Def’i ve İtiraz İleri Sürme Hakkı

Kefalet sözleşmesinde kefil, asıl borçluya ait def’ileri alacaklıya karşı ileri sürme hakkına sahiptir. Ancak garanti sözleşmesinde, garanti veren asıl borçluya ait def’ileri alacaklıya karşı ileri süremez. Zira; garanti sözleşmesi kapsamında garanti verenin borcu asıl borçtan bağımsızdır. Ayrıca; kefalet sözleşmesinin türüne bağlı olmakla birlikte, kural olarak kefil, öncelikle asıl borçluya başvurulmasını alacaklıdan talep etme hakkına sahipken, garantörün üstlendiği borcun bağımsız bir borç niteliğinde olmasından dolayı, garanti verenin böyle bir hakkı bulunmamaktadır.

Sorumluluğun Kapsamı

TBK’nın 589. Maddesi uyarınca; kefil, kefalet sözleşmesinde belirtilen azamî miktara kadar sorumludur. Aksi sözleşmede kararlaştırılmamışsa kefil, belirtilen azamî miktarla sınırlı olmak üzere, (i) asıl borç ile borçlunun kusur veya temerrüdünün yasal sonuçlarından, (ii) takip ve dava masraflarından ve (iii) işlemiş bir yıllık ve işlemekte olan yıla ait akdi faizden sorumludur. Sözleşmede açıkça kararlaştırılmamışsa kefil, borçlunun sadece kefalet sözleşmesinin kurulmasından sonraki borçlarından sorumludur. Kefilin, asıl borç ilişkisinin hükümsüz hâle gelmesinin sebep olduğu zarardan ve ceza koşulundan sorumlu olacağına ilişkin anlaşmalar kesin olarak hükümsüzdür.

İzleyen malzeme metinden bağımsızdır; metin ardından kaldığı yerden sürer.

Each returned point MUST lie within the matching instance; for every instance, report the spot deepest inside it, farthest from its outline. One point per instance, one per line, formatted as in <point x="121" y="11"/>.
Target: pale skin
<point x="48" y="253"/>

Hal bu olmakla birlikte; garanti sözleşmesinin kapsamına ilişkin bu şekilde sınırlamalar bulunmamakta ve taraflar, sözleşme serbestisi uyarınca garantörün sorumluluğunun kapsamını dilediği gibi belirleyebilmektedir. Bu nedenle; bir garanti sözleşmesinde garanti verenin asıl borçtan daha fazlasını üstlendiğini, asıl borç ilişkisinin hükümsüz hâle gelmesi nedeniyle uğranılan zararları ve hatta cezai şart tutarlarını ödemeyi kabul ettiğini düzenlemek mümkündür.

Halefiyet

TBK madde 596 uyarınca; kefil, alacaklıya ifada bulunduğu ölçüde onun haklarına halef olur. Görüleceği üzere; TBK kapsamında kefile asıl borçluya rücu hakkı tanınmıştır. Garanti sözleşmesinde ise, eğer taraflar bu hususa ilişkin özel bir düzenleme yapmadılarsa, garantörün asıl borçluya rücu etme hakkı söz konusu olmayacaktır.

Kefilin Alacaklıyı Borcun İfasın Kabule veya Kendisini Kefaletten Kurtarmaya Zorlama Hakkı

TBK’nın 593. ve 601. Maddeleri uyarınca; kefil her zaman alacaklıyı borcun ifasını kabule ve kendisini kefaletten kurtarmaya zorlayabilir. Eğer alacaklı ifayı kabul etmezse kefil sorumlu olmaktan kurtulur. Ancak kanun kapsamında garantöre böyle bir hak tanınmamıştır.

Yukarıda belirttiğimiz farklar, akdedilen kefalet sözleşmesinin türüne, garantörün gerçek kişi veya tüzel kişi olası haline ve durumun özelliklerine göre farklılık gösterebilmektedir. Bu nedenle; bir borcun teminatlandırılması aşamasında her durumun özelliklerinin ayrı ayrı ele alınması ve bu şekilde duruma en uygun teminat yönteminin belirlenmesi büyük önem arz etmektedir.